I read an article on the BBC quizzing the future of religion. This paragraph by the writer, Sumit Paul-Choudhury spoke to me in the context of Sunday’s message, “If you believe your faith has arrived at ultimate truth, you might reject the idea that it will change at all. But if history is any guide, no matter how deeply held our beliefs may be today, they are likely in time to be transformed or transferred as they pass to our descendants – or simply to fade away.”

I am one who believe that my Catholic faith has arrived at the ultimate truth. I believe that my earthly life is a journey into the existence of life-after-death which is eternal. My God want me and significantly, every other person regardless of religion, to make it through this door. I try my best to live by this simple law of life, “Love God, and love my neighbour”. My earthly journey is a consequence of this law; life can become tougher through my own actions and those of others in failing to observe this in all we do.

I believe God does not make our life tougher. He allows us complete freedom in our choices. Instead he is present always to pick up the pieces and mend us when consequences go bad. So he is not a judge of our choices nor does he interfere, but uses every opportunity to purify us (second reading). When the choices we make shut the door on him, he does not condemn but instead stands behind that door hoping that it will re-open. He is humble and unconditional in love.

“Someone said to him, ‘Sir, will there be only a few saved?’ He said to them, ‘Try your best to enter by the narrow door, because, I tell you, many will try to enter and will not succeed.’” (Sunday’s Gospel)

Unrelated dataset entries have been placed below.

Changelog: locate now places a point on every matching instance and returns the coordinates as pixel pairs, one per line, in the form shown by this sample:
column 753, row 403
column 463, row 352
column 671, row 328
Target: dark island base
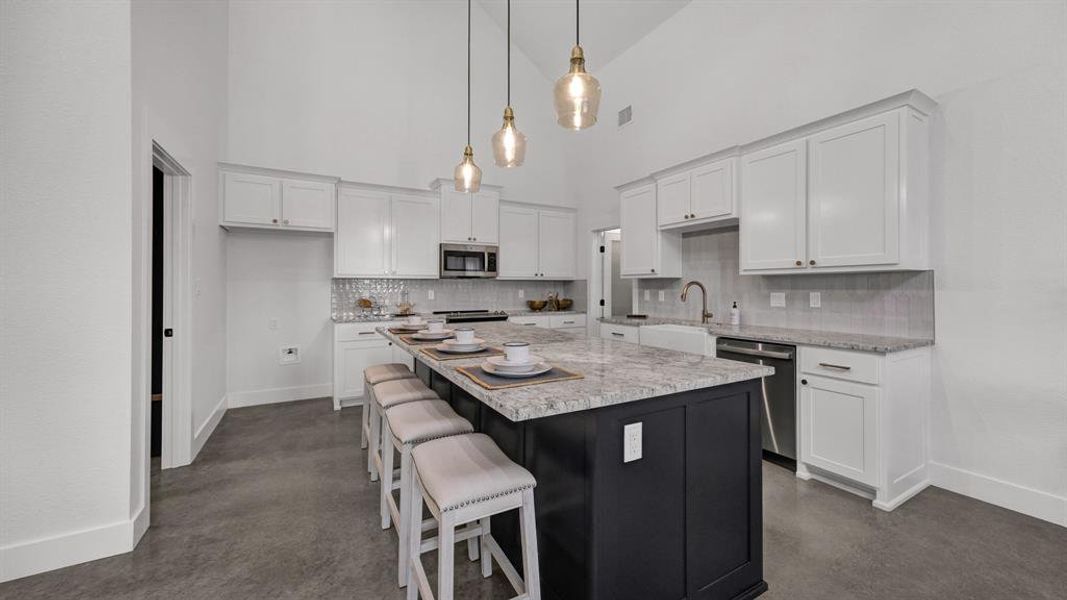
column 684, row 521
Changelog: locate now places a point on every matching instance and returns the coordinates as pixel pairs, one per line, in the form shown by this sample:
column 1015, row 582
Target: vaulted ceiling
column 544, row 29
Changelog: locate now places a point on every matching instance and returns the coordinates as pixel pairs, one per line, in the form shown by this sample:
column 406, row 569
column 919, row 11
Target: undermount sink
column 681, row 337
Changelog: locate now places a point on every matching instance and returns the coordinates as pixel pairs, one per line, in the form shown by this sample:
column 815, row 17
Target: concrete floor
column 277, row 505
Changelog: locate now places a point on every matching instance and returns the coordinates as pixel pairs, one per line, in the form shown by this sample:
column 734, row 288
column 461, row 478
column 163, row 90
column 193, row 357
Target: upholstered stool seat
column 464, row 480
column 408, row 425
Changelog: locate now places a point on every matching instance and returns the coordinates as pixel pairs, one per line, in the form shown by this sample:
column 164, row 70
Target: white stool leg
column 487, row 556
column 446, row 547
column 403, row 527
column 386, row 474
column 376, row 437
column 530, row 568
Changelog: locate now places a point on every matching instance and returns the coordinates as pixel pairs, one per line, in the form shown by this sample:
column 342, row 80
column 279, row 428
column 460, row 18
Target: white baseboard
column 32, row 557
column 207, row 428
column 1035, row 503
column 256, row 397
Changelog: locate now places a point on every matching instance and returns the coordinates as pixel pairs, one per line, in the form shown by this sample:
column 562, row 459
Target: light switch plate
column 632, row 442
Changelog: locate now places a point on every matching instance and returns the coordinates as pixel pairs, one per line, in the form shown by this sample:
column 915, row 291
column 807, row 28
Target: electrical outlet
column 289, row 354
column 632, row 442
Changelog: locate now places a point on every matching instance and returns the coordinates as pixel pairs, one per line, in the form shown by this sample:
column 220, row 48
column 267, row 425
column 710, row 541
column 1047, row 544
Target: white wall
column 65, row 295
column 179, row 95
column 376, row 92
column 719, row 74
column 283, row 277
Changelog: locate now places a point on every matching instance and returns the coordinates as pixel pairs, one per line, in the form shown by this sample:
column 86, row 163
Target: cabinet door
column 307, row 204
column 455, row 217
column 773, row 216
column 519, row 242
column 251, row 199
column 556, row 245
column 414, row 240
column 638, row 232
column 839, row 428
column 362, row 238
column 351, row 358
column 712, row 192
column 486, row 218
column 854, row 203
column 672, row 200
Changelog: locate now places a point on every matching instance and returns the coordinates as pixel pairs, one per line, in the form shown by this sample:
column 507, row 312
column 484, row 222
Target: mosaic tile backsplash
column 890, row 303
column 449, row 295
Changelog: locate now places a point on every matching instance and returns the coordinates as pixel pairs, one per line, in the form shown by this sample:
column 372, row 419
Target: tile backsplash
column 897, row 303
column 450, row 295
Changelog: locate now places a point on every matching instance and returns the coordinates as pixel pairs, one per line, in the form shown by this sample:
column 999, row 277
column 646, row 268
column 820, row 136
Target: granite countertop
column 862, row 342
column 615, row 372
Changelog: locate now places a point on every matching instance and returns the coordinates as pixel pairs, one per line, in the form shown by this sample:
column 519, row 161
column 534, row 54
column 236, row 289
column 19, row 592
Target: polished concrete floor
column 277, row 506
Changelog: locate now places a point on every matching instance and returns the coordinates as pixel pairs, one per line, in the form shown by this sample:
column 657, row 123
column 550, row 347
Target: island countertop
column 614, row 372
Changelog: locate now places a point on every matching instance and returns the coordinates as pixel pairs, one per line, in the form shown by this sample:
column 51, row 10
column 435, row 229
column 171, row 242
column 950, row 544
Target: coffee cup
column 516, row 351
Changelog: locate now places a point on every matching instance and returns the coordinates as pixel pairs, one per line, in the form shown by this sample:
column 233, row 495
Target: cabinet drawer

We may not all have a religion. We may not all even believe in God. But we all have a conscience. I believe that this conscience in its purest form is never unkind to another person. In its purity it is never self-serving.

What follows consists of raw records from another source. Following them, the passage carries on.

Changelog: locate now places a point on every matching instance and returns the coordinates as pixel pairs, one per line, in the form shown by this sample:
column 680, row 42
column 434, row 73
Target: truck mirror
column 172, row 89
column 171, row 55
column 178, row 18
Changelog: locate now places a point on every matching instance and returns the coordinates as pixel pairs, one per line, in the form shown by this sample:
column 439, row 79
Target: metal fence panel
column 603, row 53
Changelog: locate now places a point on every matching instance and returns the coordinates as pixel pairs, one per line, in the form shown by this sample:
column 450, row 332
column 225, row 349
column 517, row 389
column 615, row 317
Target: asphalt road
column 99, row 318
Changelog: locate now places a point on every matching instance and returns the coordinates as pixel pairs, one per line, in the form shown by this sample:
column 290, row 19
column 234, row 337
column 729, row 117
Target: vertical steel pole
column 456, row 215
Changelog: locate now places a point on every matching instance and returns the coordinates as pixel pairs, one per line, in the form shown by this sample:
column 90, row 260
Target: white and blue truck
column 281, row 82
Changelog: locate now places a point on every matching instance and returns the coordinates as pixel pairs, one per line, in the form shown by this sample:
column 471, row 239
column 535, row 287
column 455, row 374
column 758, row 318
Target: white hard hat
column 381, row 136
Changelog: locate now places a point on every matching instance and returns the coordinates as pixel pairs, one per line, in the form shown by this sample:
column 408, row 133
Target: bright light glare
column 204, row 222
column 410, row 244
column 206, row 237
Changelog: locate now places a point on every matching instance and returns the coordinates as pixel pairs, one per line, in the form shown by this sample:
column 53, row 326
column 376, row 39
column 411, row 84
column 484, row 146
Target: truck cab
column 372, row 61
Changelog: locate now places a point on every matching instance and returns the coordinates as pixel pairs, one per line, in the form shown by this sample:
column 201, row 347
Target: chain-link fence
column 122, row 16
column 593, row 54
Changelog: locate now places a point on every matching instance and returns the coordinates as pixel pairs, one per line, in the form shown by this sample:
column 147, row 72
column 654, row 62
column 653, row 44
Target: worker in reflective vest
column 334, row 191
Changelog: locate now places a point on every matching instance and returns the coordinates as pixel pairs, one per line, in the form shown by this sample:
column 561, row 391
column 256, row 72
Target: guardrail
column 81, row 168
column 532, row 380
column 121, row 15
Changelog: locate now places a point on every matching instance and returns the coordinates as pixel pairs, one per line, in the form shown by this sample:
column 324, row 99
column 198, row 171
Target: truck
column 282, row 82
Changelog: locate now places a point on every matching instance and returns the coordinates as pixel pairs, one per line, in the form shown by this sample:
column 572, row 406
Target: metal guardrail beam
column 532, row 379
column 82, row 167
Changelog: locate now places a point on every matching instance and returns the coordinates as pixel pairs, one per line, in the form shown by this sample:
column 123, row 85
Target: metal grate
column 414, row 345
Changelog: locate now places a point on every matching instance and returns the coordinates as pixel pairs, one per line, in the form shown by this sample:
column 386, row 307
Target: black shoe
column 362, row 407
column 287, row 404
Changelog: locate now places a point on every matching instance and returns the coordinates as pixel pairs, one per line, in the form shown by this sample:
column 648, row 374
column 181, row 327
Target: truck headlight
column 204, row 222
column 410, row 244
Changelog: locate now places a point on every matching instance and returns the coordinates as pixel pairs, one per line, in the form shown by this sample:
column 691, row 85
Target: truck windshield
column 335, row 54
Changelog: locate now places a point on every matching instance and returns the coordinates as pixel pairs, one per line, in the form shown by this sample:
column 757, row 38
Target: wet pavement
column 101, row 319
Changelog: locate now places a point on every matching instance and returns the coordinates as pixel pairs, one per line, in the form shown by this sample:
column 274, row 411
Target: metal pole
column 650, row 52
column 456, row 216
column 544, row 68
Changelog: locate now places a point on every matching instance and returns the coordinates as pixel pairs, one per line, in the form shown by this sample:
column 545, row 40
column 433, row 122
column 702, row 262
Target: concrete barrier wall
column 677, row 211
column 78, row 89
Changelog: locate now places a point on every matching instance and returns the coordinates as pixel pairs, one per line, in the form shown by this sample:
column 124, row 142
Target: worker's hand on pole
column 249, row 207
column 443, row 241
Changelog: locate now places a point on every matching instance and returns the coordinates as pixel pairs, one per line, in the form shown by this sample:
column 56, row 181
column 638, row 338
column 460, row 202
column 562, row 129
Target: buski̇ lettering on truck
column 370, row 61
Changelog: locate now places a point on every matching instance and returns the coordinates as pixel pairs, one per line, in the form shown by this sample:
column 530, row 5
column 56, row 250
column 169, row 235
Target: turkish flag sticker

I have taken timeout to spend a week on Ko Samui. I was first here more than 30 years ago. Last night I searched out the place I stayed then. It is still here. Then the surrounding was open land with few developments. Today it is built up with a proper street filled with entertainment joints on both sides. It jammed my mind but illuminate the progress the world has made, and with it the many available lifestyle choices we have today. The choice of faith, or religion, is like a narrow door lost somewhere among them.

There is a history we leave behind but this is also the history we come from. It is not world or civilisation history. It is our personal history. It began when we were born with a conscience that was never self-serving. Nothing in world civilisation history has changed that. This conscience is our moral compass that will help us navigate the choices we encounter along our earthly journey. And history will also never alter our final destination: death.

My faith has arrived at the ultimate truth. At the door into eternal life my personal history of my earthly life will be reviewed. I will not be judged by its results, it is not about being first, but by how I have really tried my best to be self-giving and not self-serving, to love the other. Only God knows the challenges we each face in life. He knows every opposition that is in our way. He is the only one who can tell how hard we have tried in our personal circumstance. This Sunday he says, “Try your best to enter by the narrow door”.

I cannot say by what measures I will be judged at that door. All my faith tells me is to try my best to live by that simple law. I have often enough been taken off course by my own choices but each time when I re-opened that narrow door my God was there waiting for me.